Case Study

Overcoming Language Barriers in Legal Publishing

Based in Puerto Rico, the client is a leading case law content publisher, offering legal citations such as opinions and rulings set forth in the courts. The client's current archive of case law repository required the inclusion and repurposing of all the special characters or the standard ASCII character sets along with all Spanish special characters (specifically tildes, accents, and the like) into its repository of Puerto Rican content.

A customized service was needed that addressed all the client's content-enrichment requirements along with high quality and a turnaround time of 120 days.

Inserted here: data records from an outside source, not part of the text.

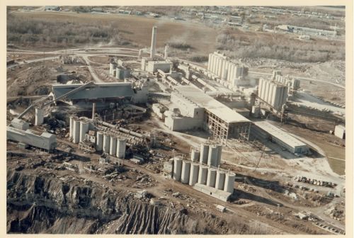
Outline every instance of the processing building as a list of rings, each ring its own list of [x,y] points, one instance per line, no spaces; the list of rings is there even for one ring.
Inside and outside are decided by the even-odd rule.
[[[258,98],[275,110],[282,109],[287,98],[287,86],[278,81],[259,79]]]
[[[75,89],[77,89],[76,91]],[[107,101],[117,98],[144,103],[148,91],[144,86],[133,89],[131,83],[89,83],[86,84],[53,84],[54,99],[65,96],[72,104],[79,101]]]
[[[307,153],[309,147],[305,143],[268,122],[254,122],[254,125],[252,127],[252,134],[256,137],[263,140],[271,139],[271,141],[293,154]]]
[[[51,152],[57,147],[57,137],[48,132],[40,135],[33,130],[20,130],[11,126],[6,128],[6,140],[19,142],[24,148],[33,146]]]
[[[185,130],[198,126],[223,144],[229,137],[249,140],[251,124],[249,119],[195,87],[179,85],[175,89],[178,92],[174,96],[180,102],[180,113],[166,115],[168,128]]]

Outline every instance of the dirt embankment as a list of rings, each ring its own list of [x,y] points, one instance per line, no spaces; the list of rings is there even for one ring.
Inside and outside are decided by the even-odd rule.
[[[8,171],[7,183],[8,233],[235,232],[232,225],[208,212],[154,205],[131,192],[73,186],[12,170]]]

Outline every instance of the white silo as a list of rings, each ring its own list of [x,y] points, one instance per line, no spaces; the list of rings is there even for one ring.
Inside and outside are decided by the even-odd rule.
[[[70,138],[72,138],[72,135],[73,135],[73,131],[74,131],[74,117],[70,116],[69,118],[69,136]]]
[[[35,108],[35,125],[41,125],[44,121],[44,110],[42,108]]]
[[[88,132],[88,123],[81,120],[80,122],[80,142],[85,139],[85,134]]]
[[[117,140],[117,158],[124,159],[125,157],[125,139]]]
[[[200,165],[199,166],[198,183],[206,185],[207,176],[207,166],[205,165]]]
[[[207,186],[215,188],[216,178],[217,170],[213,168],[209,168],[207,176]]]
[[[215,181],[215,188],[220,190],[224,190],[225,184],[225,172],[218,169],[217,171],[217,179]]]
[[[225,183],[224,185],[224,191],[228,193],[233,193],[234,183],[235,183],[235,174],[232,172],[226,174]]]
[[[208,154],[209,145],[207,144],[202,144],[200,145],[200,157],[199,160],[201,164],[207,164]]]
[[[96,150],[98,152],[102,151],[103,149],[103,132],[97,132],[97,140],[96,142]]]
[[[179,157],[174,158],[173,162],[173,179],[181,181],[182,174],[182,159]]]
[[[74,120],[74,130],[72,132],[72,142],[75,144],[80,141],[80,121],[78,120]]]
[[[190,162],[183,160],[182,162],[182,172],[181,173],[181,182],[182,183],[189,183],[189,175],[190,174]]]
[[[193,162],[198,162],[200,157],[200,152],[198,151],[195,148],[192,148],[190,150],[190,160]]]
[[[115,156],[117,153],[117,137],[111,136],[110,142],[110,154]]]
[[[268,102],[268,98],[269,96],[269,94],[270,94],[270,82],[268,80],[265,80],[265,82],[266,82],[266,94],[264,94],[264,98],[263,98],[265,101],[266,101],[267,103]]]
[[[110,152],[110,135],[108,134],[103,135],[103,152],[109,153]]]
[[[217,167],[221,164],[221,158],[222,154],[222,144],[217,144],[217,159],[216,161],[215,167]]]
[[[210,67],[211,67],[211,65],[212,65],[212,53],[209,54],[209,58],[208,58],[208,60],[207,60],[207,70],[210,71]]]
[[[217,147],[215,144],[209,147],[209,153],[207,155],[208,166],[217,166]]]
[[[169,52],[169,45],[165,45],[165,56],[164,56],[165,60],[167,60],[167,57],[169,57],[168,52]]]
[[[190,174],[189,174],[189,185],[193,186],[198,181],[199,164],[190,164]]]
[[[259,81],[258,81],[258,97],[260,97],[261,98],[263,98],[263,85],[264,84],[264,80],[263,78],[261,78],[259,79]]]
[[[154,26],[152,28],[152,46],[150,49],[150,57],[153,58],[156,53],[156,35],[157,27]]]

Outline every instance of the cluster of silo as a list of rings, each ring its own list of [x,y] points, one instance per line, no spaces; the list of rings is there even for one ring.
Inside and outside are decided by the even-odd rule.
[[[199,149],[191,148],[190,161],[209,166],[217,167],[221,163],[222,152],[222,144],[202,143]]]
[[[246,67],[236,65],[223,54],[217,52],[209,54],[207,70],[223,80],[233,82],[240,76],[245,76],[247,69]]]
[[[118,159],[125,157],[126,140],[102,132],[97,132],[96,150],[103,151]]]
[[[182,183],[203,184],[228,193],[234,191],[235,174],[177,157],[173,159],[173,178]]]
[[[280,110],[287,98],[287,86],[263,78],[259,79],[258,97]]]

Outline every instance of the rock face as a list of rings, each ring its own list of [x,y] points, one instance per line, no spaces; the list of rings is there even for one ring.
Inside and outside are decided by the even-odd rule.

  • Enriching and repurposing 74,000 case law citations comprising 1.27 billion characters within a four-month deadline
  • Linking the repository of 1 million XML with content in the form of scattered hard bound books, PDFs, RTFs and scanned images
  • Inconsistency in linking up many input files with the XML files
  • Requirement to send content repository of over 2,500 legal documents periodically in batches
  • File transfer protocol (FTP)
  • Scanning and performing OCR of hard bound books before embarking on the content-enrichment process
  • Locating the content source, finding the exact match in the XML content, and then substituting the accented word with the entity value as required to represent the accent
  • Adhering to 99.95% accuracy
Solution and Approach

Using its experience in digitization and legal content, Lumina Datamatics drew up a customized approach for this project:

  • Extracting and validating data using a proprietary toolset to ensure reduction in manual proofreading to achieve required accuracy
  • Developing tools and programmatically managing different source input files
  • Deploying a trained team of XML programmers to manage the conversion
  • Necessitating manual proofreading to enhance the case law contents
  • Employing a huge workforce to effectuate the process

Lumina Datamatics implemented the following approach:

  • A combination of partially automated and largely automated solutions was used to enhance the contents of the input source files, which were in RTF/Word and hardcopy formats
  • Scanned hardcopy books were converted into electronic format through hard copy conversion system (HCCS)
  • The input files sent by the client in hardcopy and electronic format were compared with XML documents and special characters were added to the XML documents
  • All standard ASCII characters were replaced with special characters in the XML contents per the original hardcopy source
  • The existing Spanish text was fixed by adding the appropriate special characters
  • The final dispatch files were placed in a predetermined FTP location


  • The tools helped in successfully running the input files on the source content and highlighting the accented character in different texts
  • They notified the sequence of words in the XML files that had no special characters
  • The tools also replaced the string in the XML files and at the same time assigned a hexacode value (entity value) for the accented characters
  • Effective use of technology and industry knowledge saved the client time and effort in the enrichment of this project


Lumina Datamatics delivered high-quality content-enhancement services to the legal publisher, leading to more big-ticket projects.